17 KiB
Polyglot: Suitability Analysis & Comparisons
1. What Polyglot Is NOT
Before evaluating suitability, it's essential to understand what Polyglot does not do:
| NOT a... | Because |
|---|---|
| Database driver | No connection management, no query execution, no result set handling |
| ORM | No object-relational mapping, no model definitions, no active record pattern |
| Migration tool | No CREATE TABLE evolution management, no up/down migrations framework |
| Type mapper | No Rust type → SQL type mapping, no FromRow derives |
| Connection pool | No async I/O, no TCP connections, no TLS |
| Query executor | Never connects to a database; operates purely on SQL text |
Polyglot is a SQL dialect transpiler. It converts SQL strings between database dialects. Period.
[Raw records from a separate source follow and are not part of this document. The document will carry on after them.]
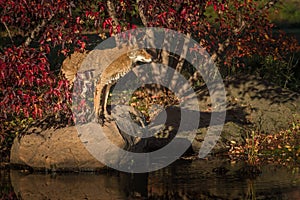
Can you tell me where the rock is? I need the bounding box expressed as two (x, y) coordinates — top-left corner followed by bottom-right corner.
(10, 123), (125, 171)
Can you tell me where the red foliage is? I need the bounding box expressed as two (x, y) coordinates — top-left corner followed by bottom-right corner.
(0, 47), (71, 119)
(0, 0), (296, 128)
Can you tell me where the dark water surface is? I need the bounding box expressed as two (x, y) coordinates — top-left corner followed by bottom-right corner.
(0, 160), (300, 200)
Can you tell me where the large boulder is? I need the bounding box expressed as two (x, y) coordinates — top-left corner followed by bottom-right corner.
(10, 123), (125, 171)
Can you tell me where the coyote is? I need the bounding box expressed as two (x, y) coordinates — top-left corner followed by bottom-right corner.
(94, 49), (152, 124)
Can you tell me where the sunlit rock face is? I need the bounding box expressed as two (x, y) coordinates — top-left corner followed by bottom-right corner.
(11, 123), (125, 171)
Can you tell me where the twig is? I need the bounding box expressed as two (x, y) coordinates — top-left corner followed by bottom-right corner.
(2, 22), (14, 44)
(24, 14), (54, 46)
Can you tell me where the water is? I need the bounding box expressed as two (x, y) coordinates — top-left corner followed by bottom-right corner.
(0, 159), (300, 200)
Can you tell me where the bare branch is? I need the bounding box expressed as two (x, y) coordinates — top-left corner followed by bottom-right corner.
(106, 1), (120, 26)
(136, 0), (148, 27)
(211, 0), (279, 62)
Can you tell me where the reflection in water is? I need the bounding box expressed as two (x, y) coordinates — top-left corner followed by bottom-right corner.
(0, 160), (300, 200)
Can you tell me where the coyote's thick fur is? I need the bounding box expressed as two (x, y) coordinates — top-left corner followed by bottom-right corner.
(94, 49), (152, 122)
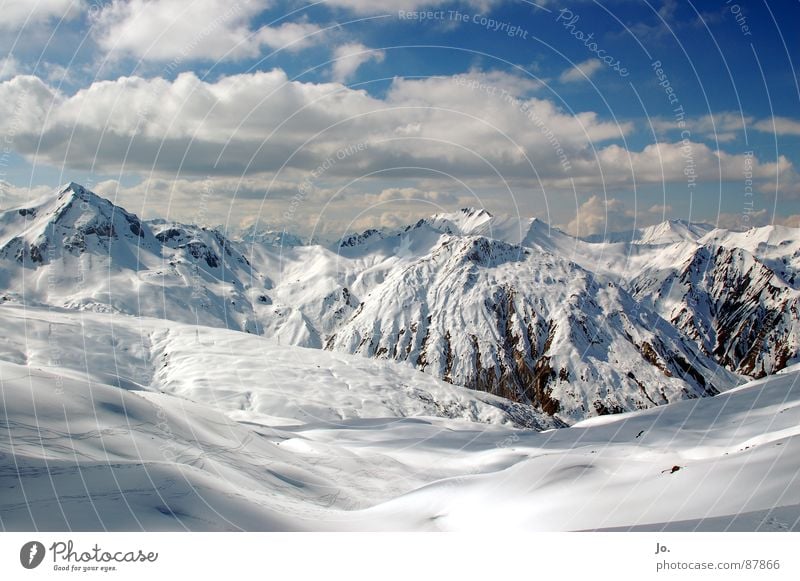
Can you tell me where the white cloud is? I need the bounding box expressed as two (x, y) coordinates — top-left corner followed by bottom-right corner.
(563, 195), (634, 237)
(326, 0), (496, 14)
(92, 0), (320, 61)
(0, 54), (20, 81)
(0, 69), (800, 211)
(0, 0), (86, 30)
(558, 59), (603, 83)
(331, 42), (386, 83)
(754, 117), (800, 135)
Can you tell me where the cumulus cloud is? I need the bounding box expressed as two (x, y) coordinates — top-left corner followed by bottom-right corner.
(0, 69), (800, 212)
(92, 0), (320, 61)
(558, 59), (603, 83)
(331, 42), (386, 83)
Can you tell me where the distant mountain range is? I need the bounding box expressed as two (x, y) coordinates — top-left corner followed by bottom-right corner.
(0, 183), (800, 424)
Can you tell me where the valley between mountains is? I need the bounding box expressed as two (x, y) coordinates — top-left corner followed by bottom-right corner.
(0, 183), (800, 531)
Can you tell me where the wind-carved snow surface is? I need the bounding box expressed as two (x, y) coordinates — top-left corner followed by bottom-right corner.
(0, 184), (800, 531)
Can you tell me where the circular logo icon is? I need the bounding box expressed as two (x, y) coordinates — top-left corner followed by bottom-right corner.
(19, 541), (45, 569)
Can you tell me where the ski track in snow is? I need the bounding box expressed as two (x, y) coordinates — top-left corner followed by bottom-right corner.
(0, 305), (800, 531)
(0, 184), (800, 533)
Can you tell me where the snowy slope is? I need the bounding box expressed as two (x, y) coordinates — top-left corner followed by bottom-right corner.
(326, 231), (736, 423)
(0, 305), (800, 534)
(0, 305), (557, 429)
(6, 184), (800, 423)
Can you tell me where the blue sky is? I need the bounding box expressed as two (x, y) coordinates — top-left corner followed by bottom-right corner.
(0, 0), (800, 235)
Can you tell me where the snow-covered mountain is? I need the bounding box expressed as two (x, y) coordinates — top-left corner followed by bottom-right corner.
(0, 184), (800, 423)
(0, 184), (800, 532)
(0, 305), (800, 534)
(326, 231), (736, 422)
2. Suitability Assessment for Multi-Database Storage Layer
2.1 What Polyglot CAN Do for a Multi-DB Project
| Use Case | Polyglot Support | Maturity |
|---|---|---|
| SQL dialect translation | ✅ Core purpose; 32 dialects with 100% test pass rate | Mature |
| SQL pretty-printing | ✅ Built-in format with guard rails | Mature |
| SQL syntax validation | ✅ Line/column error positions, error codes | Mature |
| Schema-aware validation | ✅ Table/column/type checking with ValidationSchema |
Moderate |
| Column lineage tracing | ✅ get_column_lineage() for data lineage |
Moderate |
| OpenLineage payloads | ✅ RunEvent and DatasetFacet generation |
Early but functional |
| Query builder | ✅ Fluent API for SELECT/INSERT/UPDATE/DELETE | Usable but not as rich as query-builder-first libraries |
| AST diff | ✅ ChangeDistiller-based structural diff | Functional |
| Logical planning | ✅ Basic DAG plan extraction | Early stage |
| Query optimization | ✅ Column qualification, predicate pushdown, join elimination | Moderate |
| Custom dialect registration | ✅ CustomDialectBuilder for runtime extension |
Functional |
2.2 What Polyglot CANNOT Do for a Multi-DB Project
| Need | Polyglot Support | Alternative |
|---|---|---|
| Execute queries | ❌ No | Use sqlx, diesel, or sea-orm |
| Connection pooling | ❌ No | Use deadpool, bb8, or sqlx built-in |
| Async I/O | ❌ Synchronous only | Wrap in spawn_blocking() |
| Type-safe query building | ⚠️ Partial (builder API returns strings) | Use diesel or sea-orm for compile-time checks |
| Schema migration management | ❌ No | Use diesel migrations, sqlx migrations, or refinery |
| Row mapping / deserialization | ❌ No | Use sqlx FromRow, diesel Queryable |
| Runtime type mapping | ⚠️ Limited (DataType enum, no Rust type bridge) | Build your own layer |
| Database-specific DDL generation | ⚠️ Parses/generates DDL but no migration framework | Use as a building block |
| Transaction management | ❌ No | Use sqlx or diesel |
2.3 Integration Pattern: Polyglot as a SQL Dialect Layer
The most natural integration pattern for a multi-database storage layer:
┌──────────────────────────────────────────────┐
│ Application Logic │
├──────────────────────────────────────────────┤
│ Query Builder / ORM Layer │
│ (diesel / sea-orm / custom) │
├──────────────────────┬───────────────────────┤
│ │ │
│ Polyglot Layer │ Direct SQL │
│ (transpile, │ (no translation │
│ validate, │ needed) │
│ format) │ │
├──────────────────────┴───────────────────────┤
│ Database Driver Layer │
│ (sqlx / diesel / tungstenite) │
├──────────────────────────────────────────────┤
│ PostgreSQL │ MySQL │ SQLite │
└──────────────────────────────────────────────┘
In this pattern, Polyglot sits above the database drivers, translating SQL from a canonical dialect to the target database's dialect before execution. It does not replace the drivers.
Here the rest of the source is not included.